American casualties from the Battle of Castel d'Aiano were 146 killed in action, 512 wounded, and 3 captured; a major source of casualties was at the aid station set up in the village of Abetaia, where a booby trap was set off killing not only the staff and patients but all 3 chaplains of the 87th Mountain Infantry. Brazilian casualties were 68 in total, of which at least 3 were killed in action and 32 wounded. Six hundred German soldiers were taken prisoners; although the number of German soldiers killed is unknown, their losses were serious, and at this point in the war could not easily be replaced. By the end of March the 114th Jäger Division had less than a thousand front-line soldiers. Casualties forced the 232nd Division to disband its 1043rd Grenadier Regiment and distribute its men between the other two regiments.
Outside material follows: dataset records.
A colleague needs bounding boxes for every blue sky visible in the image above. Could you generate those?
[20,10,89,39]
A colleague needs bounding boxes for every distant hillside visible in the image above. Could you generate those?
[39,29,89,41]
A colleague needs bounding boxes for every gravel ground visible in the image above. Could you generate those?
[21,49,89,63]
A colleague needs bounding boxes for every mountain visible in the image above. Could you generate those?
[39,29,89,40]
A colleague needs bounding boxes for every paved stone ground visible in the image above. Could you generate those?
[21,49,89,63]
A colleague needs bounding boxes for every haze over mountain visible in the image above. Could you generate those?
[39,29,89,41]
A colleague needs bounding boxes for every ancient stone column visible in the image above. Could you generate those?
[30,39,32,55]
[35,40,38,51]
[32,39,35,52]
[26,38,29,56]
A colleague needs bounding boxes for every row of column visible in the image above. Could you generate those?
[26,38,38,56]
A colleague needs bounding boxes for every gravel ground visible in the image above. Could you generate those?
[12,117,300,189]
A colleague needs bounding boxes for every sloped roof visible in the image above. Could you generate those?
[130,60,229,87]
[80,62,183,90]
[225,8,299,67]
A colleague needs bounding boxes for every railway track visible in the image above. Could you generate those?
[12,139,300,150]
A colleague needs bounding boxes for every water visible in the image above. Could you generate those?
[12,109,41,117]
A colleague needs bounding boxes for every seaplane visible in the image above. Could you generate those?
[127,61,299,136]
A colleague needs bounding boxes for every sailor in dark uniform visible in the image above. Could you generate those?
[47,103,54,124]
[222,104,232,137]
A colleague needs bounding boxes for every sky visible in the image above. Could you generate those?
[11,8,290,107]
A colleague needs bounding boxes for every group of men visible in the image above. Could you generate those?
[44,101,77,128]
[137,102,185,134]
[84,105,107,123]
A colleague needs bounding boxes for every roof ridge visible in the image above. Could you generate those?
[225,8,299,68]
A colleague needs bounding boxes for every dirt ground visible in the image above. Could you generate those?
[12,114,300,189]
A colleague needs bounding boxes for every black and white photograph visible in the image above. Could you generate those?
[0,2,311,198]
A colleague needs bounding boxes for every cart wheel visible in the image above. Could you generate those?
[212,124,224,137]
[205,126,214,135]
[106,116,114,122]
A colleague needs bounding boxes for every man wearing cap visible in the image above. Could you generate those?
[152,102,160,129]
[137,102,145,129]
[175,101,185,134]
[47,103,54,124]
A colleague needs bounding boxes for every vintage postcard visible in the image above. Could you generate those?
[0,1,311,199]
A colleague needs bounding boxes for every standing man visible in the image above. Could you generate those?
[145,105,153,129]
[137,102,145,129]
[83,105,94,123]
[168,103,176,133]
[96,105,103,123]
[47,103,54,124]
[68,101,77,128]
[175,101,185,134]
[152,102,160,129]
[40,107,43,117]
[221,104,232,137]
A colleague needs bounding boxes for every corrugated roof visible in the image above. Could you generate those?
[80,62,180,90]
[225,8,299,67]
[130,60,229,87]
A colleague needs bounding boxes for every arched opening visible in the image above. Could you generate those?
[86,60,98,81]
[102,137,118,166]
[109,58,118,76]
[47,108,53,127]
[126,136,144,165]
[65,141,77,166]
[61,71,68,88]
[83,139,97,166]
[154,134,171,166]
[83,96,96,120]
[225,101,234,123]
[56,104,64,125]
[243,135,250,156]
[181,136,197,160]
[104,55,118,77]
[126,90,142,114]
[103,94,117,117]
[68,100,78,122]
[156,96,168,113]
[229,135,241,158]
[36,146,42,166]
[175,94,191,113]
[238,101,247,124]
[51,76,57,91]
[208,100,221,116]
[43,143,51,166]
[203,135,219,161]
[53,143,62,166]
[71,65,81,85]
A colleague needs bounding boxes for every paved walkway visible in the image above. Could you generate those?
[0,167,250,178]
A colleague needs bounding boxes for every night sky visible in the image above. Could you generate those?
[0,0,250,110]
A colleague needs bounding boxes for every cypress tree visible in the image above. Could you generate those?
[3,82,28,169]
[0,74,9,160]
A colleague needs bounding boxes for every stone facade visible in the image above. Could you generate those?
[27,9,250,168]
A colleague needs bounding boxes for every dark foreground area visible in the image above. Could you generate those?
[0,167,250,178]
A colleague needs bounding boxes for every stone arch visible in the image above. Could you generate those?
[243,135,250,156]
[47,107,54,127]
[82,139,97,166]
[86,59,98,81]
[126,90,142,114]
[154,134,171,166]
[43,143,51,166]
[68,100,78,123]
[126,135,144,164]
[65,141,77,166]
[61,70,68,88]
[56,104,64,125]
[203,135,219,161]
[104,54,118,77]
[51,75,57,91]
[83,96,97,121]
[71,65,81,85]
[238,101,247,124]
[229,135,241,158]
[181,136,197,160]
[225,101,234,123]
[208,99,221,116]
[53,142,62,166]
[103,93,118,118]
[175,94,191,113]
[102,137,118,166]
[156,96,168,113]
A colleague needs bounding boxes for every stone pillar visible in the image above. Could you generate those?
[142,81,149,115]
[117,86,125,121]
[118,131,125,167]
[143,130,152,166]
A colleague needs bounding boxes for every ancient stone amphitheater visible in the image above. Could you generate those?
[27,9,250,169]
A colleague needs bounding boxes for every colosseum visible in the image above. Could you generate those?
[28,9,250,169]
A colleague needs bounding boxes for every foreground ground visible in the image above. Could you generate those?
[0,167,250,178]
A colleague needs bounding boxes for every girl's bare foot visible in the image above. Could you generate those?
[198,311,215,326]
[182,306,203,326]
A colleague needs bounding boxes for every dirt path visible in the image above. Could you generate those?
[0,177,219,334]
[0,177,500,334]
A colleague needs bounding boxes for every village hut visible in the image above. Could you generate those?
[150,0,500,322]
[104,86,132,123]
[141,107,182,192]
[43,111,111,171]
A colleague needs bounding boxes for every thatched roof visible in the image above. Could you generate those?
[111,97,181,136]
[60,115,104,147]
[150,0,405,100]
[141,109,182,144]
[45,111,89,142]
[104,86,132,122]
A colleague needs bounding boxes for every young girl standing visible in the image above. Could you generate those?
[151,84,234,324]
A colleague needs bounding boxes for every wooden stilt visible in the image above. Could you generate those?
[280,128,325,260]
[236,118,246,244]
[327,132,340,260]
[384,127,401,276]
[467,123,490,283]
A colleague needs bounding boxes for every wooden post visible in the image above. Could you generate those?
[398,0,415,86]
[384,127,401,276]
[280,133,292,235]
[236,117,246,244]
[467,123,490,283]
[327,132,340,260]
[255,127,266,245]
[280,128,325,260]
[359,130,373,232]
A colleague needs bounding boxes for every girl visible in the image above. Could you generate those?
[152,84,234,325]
== Reaction to the victory ==

Based on their experiences at Cassino, Allied command had expected it would take two weeks to drive the Germans off Mount Belvedere; instead the division completed their mission in 10 days. For their achievements in Operation Encore, the entire 10th Mountain Division received commendations from Field Marshal Harold Alexander, Lieutenant Generals Joseph McNarney, Mark Clark, Truscott, and Crittenberger.